KPID currently has 12 student operators from six Kivalliq hamlets taking heavy-equipment training in Morrisburg, Ont.
Cumberland Resources Ltd., which owns and operates the Meadowbank site, has supplied KPID with a breakdown of the jobs that will be available at Meadowbank and the types of equipment that will be used.
KPID is working with the Morrisburg facility to tailor its program to fit those needs.
Chief-executive officer Ron Dewar said KPID has also developed Canadian Council contacts concerning the Environmental Cleanup Strategy.

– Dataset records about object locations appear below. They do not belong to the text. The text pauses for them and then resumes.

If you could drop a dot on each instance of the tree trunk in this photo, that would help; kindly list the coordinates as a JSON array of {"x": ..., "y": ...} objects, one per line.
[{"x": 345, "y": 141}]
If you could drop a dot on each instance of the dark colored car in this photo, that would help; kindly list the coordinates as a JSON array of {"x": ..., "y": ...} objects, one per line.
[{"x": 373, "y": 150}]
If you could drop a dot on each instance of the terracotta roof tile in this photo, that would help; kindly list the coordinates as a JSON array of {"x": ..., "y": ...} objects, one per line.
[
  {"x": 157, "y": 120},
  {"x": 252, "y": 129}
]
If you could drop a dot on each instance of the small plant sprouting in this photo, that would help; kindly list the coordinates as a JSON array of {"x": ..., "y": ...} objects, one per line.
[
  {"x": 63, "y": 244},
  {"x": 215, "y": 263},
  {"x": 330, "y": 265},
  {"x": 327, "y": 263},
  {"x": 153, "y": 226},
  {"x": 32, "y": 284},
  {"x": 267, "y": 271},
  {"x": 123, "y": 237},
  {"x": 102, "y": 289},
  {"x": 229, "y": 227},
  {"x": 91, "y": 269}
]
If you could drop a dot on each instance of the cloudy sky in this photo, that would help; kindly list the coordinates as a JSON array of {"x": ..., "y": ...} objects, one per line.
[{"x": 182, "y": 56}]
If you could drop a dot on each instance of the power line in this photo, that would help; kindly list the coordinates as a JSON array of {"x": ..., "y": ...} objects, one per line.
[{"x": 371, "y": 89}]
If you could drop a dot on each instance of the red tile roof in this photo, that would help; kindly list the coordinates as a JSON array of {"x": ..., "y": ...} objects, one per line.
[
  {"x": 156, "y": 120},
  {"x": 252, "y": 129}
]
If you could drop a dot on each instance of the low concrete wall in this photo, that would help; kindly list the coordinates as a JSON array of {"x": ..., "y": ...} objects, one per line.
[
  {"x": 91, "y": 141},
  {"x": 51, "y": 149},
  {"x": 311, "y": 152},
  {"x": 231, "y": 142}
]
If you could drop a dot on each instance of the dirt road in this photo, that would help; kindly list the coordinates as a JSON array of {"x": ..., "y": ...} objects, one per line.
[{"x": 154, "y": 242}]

He hopes to combine skill sets from the two programs to produce a group of top-notch operators.
"The cleanup strategy teaches operators how to work in an environment that contains toxic materials," said Dewar.
"With the feds committing so much money to the DEW Line cleanup, we're hoping one of our visions will evolve into something tangible, and we'll be able to provide joint training between the two programs.
"That way our operators will have both skills and be able to make themselves more flexible."
KPID is working with the Morrisburg training facility to refine the heavy-equipment program even further for its next group of participants in early 2007.
Dewar hopes that course will include instruction on how to operate the huge rock, or haul, trucks.
"There's a lot of extra training involved with handling those vehicles, including air-brakes, the transportation of dangerous goods, workplace hazardous materials information system (WHMIS) and first-aid.
"You need to have dangerous goods, WHMIS and first aid in your pocket when you climb into a rock truck.
"We hope to train our next group on the rock truck and one additional piece of equipment, such as a grader."